Olaf Scholz Assures His Country Will Punish “All Who Benefit From Putin’s Regime”
Chancellor Olaf Scholz’s government has offered to host and employ in Germany Russian citizens who are critical of the regime of its president, Vladimir Putin. “They would serve us very well in Germany,” Federal Economy Minister Robert Habeck said at the end of the extraordinary two-day meeting of the Scholz cabinet in the Meseberg Palace, north of Berlin. The also federal chancellor stressed that jobs will be offered to those who have already left Russia or do not want to return. Germany urgently needs qualified personnel and has more than a million vacancies in business and industry.
The chancellor, for his part, stressed that Russia was “completely wrong” to start a war in Ukraine. The Social Democratic politician stressed that Moscow now faces a stronger NATO, also east of its territory, and a more united European Union. The aggression has led to the formation of a community that will “ensure Ukraine’s military support with weapons supplied to Ukraine”, an operation in which Germany also participates. He also stressed that the new sanctions package announced by Brussels serves to make Russia realize the consequences of its actions.

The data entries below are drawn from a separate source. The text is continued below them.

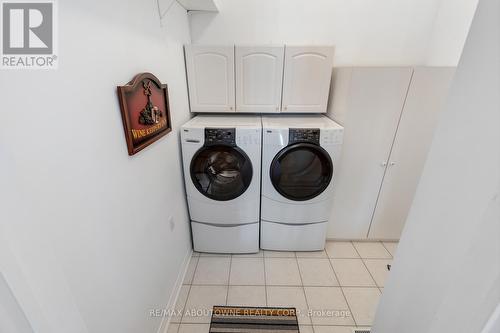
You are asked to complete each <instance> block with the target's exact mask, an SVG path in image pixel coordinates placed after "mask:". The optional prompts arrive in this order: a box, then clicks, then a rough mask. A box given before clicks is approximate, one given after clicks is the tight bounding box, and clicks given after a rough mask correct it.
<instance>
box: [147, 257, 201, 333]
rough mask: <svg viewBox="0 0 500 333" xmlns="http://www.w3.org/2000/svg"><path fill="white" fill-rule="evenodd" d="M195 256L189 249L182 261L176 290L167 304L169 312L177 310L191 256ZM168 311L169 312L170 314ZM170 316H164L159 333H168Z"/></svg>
mask: <svg viewBox="0 0 500 333" xmlns="http://www.w3.org/2000/svg"><path fill="white" fill-rule="evenodd" d="M192 254H193V250H191V249H189V251H188V252H187V253H186V255H185V256H184V260H183V261H182V266H181V268H180V270H179V274H178V275H177V279H176V281H175V285H174V288H173V289H172V292H171V293H170V297H169V299H168V302H167V306H166V307H165V309H166V310H168V311H170V310H171V311H173V310H174V309H175V303H177V298H178V297H179V293H180V291H181V287H182V282H184V277H185V276H186V272H187V269H188V267H189V261H190V260H191V256H192ZM168 311H167V312H168ZM170 319H171V317H170V316H163V317H162V319H161V323H160V327H158V330H157V331H156V332H157V333H167V330H168V326H169V325H170Z"/></svg>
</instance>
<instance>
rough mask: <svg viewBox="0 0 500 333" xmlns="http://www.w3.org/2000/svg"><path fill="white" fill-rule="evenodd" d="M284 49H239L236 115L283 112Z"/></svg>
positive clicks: (243, 48) (238, 46) (276, 46)
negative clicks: (283, 79)
mask: <svg viewBox="0 0 500 333" xmlns="http://www.w3.org/2000/svg"><path fill="white" fill-rule="evenodd" d="M284 49H285V48H284V47H283V46H276V47H258V46H257V47H243V46H236V49H235V60H236V111H238V112H240V111H241V112H279V111H280V106H281V86H282V78H283V53H284Z"/></svg>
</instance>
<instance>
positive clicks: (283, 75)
mask: <svg viewBox="0 0 500 333" xmlns="http://www.w3.org/2000/svg"><path fill="white" fill-rule="evenodd" d="M332 68H333V46H304V47H299V46H286V47H285V70H284V74H283V102H282V109H281V111H282V112H315V113H318V112H326V107H327V103H328V93H329V91H330V80H331V77H332Z"/></svg>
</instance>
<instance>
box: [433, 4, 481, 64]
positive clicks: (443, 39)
mask: <svg viewBox="0 0 500 333" xmlns="http://www.w3.org/2000/svg"><path fill="white" fill-rule="evenodd" d="M477 2H478V0H441V1H440V5H439V8H438V11H437V14H436V18H435V20H434V26H433V28H432V34H431V36H430V39H429V46H428V51H427V58H426V60H425V62H426V64H427V65H429V66H447V65H450V64H458V61H459V59H460V55H461V53H462V49H463V47H464V43H465V39H466V38H467V32H468V31H469V27H470V23H471V21H472V18H473V17H474V11H475V9H476V6H477Z"/></svg>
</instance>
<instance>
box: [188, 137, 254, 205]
mask: <svg viewBox="0 0 500 333" xmlns="http://www.w3.org/2000/svg"><path fill="white" fill-rule="evenodd" d="M190 171H191V179H192V181H193V183H194V185H195V187H196V188H197V189H198V191H200V192H201V193H202V194H203V195H205V196H207V197H209V198H210V199H214V200H218V201H227V200H232V199H235V198H237V197H239V196H240V195H241V194H243V193H244V192H245V191H246V189H247V188H248V186H250V182H251V180H252V163H251V161H250V159H249V158H248V156H247V154H245V152H244V151H243V150H241V149H240V148H238V147H232V146H225V145H214V146H206V147H202V148H200V150H198V152H197V153H196V154H195V155H194V157H193V159H192V160H191V167H190Z"/></svg>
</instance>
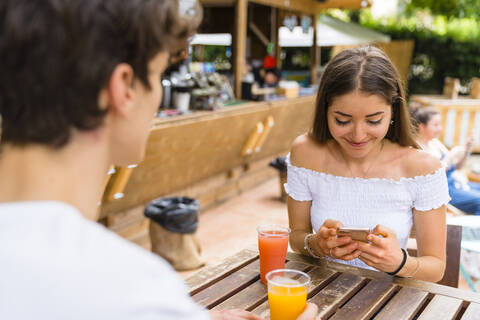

Scholz pointed out that his cabinet meeting also discussed the draft sanctions implementation law, which aims to facilitate the implementation of punitive measures against “all who benefit from the Putin regime”. The government will lay the legal basis for the successful application of the sanctions, the Chancellor assured, noting that “the question of the political consequences” of the conflict and the need to deepen the European idea led to the meeting of the tripartite cabinet by the Social Democrats, with the Greens and the Liberal Party (FDP) as partners.
Scholz, Habeck and Christian Lindner, federal finance minister and Liberal leader, explained that other measures taken are intended to minimize the damage Germany could suffer as a result of the war in Ukraine. In this sense, the Chancellor announced a law to facilitate and accelerate the construction of two terminals for the reception of liquefied gas by sea and to reduce the country’s dependence on Russian natural gas. Scholz also defended the decisions his government has made so far, assuring that arms supplies to Ukraine are following “a precise line”, despite criticisms of the already overcome reluctance to send heavy equipment such as tanks.
The chancellor acknowledged that if he has so far not traveled to Kiev to personally express his solidarity with the Ukrainian people, it has been the brutality suffered by the Federal President, Frank Walter Steinmeier. “It is a problem for the federal government and the people that the invitation to the federal president has been withdrawn,” Scholz said, referring to the German leader’s April visit to Kiev being suspended by Ukrainian authorities. The head of the federal government said he hopes to be informed of his impressions by the leader of the conservative opposition, Christian Democrat Friedrich Merz, who traveled to the Ukrainian capital on Tuesday.